2 Truths and a Lie: Fitness Myths Told to Women

I must confess that ‘two truths and a lie’ is probably my LEAST favorite ice breaker activity (ahh, flashbacks to awkward work meetings), but it seems to work for this post so here goes.


Fitness myths told to women that need to be debunked:


Lie #1: Lifting weights will make you bulky.

Truth: Women have a female hormonal makeup and cannot easily develop large muscles like males. It typically requires supplements, a targeted diet, and frequent, intensive hypertrophic training sessions for women to develop a ‘body-builder’ physique.
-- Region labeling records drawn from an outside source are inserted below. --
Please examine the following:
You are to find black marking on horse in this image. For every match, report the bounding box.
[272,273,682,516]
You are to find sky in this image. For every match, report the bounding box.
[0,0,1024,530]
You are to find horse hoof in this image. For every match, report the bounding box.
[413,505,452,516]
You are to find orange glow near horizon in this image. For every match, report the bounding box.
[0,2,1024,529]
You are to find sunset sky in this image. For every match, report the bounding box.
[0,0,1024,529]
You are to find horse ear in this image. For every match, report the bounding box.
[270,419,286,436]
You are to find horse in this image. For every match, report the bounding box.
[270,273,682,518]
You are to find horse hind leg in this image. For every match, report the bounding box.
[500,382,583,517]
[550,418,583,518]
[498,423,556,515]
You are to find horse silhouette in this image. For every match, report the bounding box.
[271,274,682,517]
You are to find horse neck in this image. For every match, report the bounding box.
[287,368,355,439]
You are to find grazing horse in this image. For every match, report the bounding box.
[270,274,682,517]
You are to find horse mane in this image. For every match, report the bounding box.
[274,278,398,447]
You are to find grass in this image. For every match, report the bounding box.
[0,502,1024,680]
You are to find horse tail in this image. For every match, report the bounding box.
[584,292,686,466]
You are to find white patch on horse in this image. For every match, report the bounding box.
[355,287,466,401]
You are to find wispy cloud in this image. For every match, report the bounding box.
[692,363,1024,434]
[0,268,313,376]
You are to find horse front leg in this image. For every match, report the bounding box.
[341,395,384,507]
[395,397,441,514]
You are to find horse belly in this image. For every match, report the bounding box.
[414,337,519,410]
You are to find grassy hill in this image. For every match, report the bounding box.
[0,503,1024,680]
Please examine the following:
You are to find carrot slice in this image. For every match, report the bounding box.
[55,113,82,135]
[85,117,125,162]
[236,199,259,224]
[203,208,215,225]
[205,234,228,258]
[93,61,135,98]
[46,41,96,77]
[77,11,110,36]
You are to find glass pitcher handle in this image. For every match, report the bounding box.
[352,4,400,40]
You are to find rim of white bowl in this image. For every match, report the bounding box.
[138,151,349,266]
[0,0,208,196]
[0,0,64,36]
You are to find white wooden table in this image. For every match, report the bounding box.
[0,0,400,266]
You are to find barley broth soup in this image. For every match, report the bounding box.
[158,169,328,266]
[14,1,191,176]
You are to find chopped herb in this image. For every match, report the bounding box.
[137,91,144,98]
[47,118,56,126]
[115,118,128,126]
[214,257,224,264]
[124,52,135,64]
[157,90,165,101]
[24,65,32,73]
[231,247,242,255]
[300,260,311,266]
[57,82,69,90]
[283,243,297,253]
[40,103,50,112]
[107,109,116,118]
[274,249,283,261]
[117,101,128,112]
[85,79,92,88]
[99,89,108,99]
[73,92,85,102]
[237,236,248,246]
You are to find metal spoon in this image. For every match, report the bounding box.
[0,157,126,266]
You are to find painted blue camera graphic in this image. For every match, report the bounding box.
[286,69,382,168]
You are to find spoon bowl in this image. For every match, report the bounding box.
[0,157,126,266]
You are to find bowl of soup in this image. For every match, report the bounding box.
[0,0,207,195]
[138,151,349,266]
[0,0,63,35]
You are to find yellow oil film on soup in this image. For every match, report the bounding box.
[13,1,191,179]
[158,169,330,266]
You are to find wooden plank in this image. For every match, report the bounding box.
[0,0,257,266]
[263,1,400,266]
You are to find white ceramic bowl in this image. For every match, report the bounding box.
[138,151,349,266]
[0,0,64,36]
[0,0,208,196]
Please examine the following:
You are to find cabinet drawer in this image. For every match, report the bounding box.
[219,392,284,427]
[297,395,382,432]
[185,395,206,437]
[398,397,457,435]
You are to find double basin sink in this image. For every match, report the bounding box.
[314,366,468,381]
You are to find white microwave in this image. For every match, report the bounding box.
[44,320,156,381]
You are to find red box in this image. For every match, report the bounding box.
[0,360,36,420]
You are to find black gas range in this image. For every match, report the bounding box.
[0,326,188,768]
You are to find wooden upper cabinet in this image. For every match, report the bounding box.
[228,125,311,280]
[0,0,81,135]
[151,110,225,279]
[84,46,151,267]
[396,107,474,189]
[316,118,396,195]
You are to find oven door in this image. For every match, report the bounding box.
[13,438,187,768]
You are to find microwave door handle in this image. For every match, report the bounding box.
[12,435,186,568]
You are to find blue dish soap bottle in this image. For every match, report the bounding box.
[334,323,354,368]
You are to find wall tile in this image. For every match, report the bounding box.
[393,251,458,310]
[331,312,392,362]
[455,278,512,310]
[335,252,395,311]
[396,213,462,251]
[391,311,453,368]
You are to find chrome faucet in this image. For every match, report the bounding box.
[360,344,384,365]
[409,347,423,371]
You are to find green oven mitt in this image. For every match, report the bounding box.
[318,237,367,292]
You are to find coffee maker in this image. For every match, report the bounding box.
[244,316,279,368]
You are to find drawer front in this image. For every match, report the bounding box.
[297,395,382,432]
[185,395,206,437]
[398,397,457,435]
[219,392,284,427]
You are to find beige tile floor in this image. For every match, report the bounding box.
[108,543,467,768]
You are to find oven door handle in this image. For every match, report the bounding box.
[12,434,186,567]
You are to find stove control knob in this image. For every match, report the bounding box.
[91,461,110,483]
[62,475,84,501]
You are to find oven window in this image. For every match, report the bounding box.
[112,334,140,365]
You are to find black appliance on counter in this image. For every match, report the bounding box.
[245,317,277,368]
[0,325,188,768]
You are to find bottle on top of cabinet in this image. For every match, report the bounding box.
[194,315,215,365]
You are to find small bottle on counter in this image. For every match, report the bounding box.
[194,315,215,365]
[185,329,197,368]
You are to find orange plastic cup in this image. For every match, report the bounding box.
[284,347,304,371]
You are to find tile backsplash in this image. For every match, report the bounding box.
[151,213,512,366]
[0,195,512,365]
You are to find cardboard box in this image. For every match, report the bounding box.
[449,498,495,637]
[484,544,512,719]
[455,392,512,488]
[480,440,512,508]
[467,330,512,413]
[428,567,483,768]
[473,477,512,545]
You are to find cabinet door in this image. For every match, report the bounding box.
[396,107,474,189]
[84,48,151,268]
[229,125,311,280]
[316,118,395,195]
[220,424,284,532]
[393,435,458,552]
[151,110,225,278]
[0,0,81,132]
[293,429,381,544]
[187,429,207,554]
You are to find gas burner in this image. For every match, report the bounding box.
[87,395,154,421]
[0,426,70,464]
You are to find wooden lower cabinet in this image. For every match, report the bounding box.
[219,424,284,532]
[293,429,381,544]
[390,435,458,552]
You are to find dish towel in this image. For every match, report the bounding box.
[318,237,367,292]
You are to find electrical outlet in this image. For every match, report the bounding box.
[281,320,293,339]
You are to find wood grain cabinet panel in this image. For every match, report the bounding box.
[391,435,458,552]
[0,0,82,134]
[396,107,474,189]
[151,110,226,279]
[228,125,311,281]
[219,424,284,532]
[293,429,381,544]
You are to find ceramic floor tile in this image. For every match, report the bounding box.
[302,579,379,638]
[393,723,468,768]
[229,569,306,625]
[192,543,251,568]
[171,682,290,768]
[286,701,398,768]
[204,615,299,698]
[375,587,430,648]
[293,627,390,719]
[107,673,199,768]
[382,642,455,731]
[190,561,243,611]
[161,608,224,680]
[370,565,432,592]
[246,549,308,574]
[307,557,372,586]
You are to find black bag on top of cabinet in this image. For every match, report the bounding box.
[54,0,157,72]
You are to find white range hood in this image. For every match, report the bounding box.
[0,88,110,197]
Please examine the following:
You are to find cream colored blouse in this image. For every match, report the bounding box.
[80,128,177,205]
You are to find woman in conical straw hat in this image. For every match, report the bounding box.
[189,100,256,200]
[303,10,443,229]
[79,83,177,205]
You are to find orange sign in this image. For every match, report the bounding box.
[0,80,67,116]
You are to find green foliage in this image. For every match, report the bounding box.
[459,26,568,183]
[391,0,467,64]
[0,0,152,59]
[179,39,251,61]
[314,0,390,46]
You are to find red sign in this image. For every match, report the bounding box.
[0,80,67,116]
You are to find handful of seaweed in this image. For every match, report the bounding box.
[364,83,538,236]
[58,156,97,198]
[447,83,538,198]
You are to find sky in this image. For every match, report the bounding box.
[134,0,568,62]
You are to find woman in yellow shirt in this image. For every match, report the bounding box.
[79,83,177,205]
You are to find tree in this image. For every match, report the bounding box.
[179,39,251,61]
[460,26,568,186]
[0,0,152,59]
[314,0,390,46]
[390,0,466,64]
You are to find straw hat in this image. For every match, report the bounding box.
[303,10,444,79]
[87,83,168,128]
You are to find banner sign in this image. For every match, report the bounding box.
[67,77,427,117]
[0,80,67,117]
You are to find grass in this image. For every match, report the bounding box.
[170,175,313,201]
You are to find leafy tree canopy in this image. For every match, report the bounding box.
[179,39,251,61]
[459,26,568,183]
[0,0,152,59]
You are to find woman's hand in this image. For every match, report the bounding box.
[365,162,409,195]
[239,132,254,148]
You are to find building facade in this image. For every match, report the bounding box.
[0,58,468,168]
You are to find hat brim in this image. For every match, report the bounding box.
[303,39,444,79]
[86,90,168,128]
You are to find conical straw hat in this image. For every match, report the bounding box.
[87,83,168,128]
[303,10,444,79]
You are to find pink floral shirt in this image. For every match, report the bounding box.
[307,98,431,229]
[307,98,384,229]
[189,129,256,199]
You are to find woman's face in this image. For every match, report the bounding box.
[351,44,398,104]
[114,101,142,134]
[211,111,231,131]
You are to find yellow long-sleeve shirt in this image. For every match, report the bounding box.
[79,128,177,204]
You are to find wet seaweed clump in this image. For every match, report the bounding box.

Truth: Combined with proper nutrition and healthy habits, strength or resistance training actually results in the type of (toned) body that many women want.


Lie #2: Frequent HIIT (high intensity interval training) and long, intense workout sessions are optimal for women’s health.

Truth: While some stress on your body is beneficial (causing it to adapt and get stronger), too much can lead to negative health outcomes (e.g., fatigue, trouble sleeping, irritability, weight gain, etc.). If your workouts are repeatedly too intense and/or too long, your body will respond by raising your cortisol levels, which over time can result in chronic stress.

Truth: Everyone has different fitness needs. Learning to listen to how your body adapts and responds to various forms, lengths and frequencies of exercise can help you know when to go for it (and challenge yourself) and when to rest or decrease the intensity.


Lie #3: Women should follow the same fitness guidelines as men.

Truth: The majority of sports science research is conducted with men. Because their hormones are more predictable (and there is less variability to account for), using males in trials is less complicated and less expensive. Men and women experience different health outcomes in some aspects of medicine and exercise, necessitating different approaches and fitness recommendations.

Truth: When women are mindful of how hormones affect their bodies, they can adapt their exercise routines to their advantage. I am new to ‘cycle synching’ and promise to share more in upcoming blogs. I have found tracking my energy levels and exercise performance at different times throughout the month to be a valuable first step.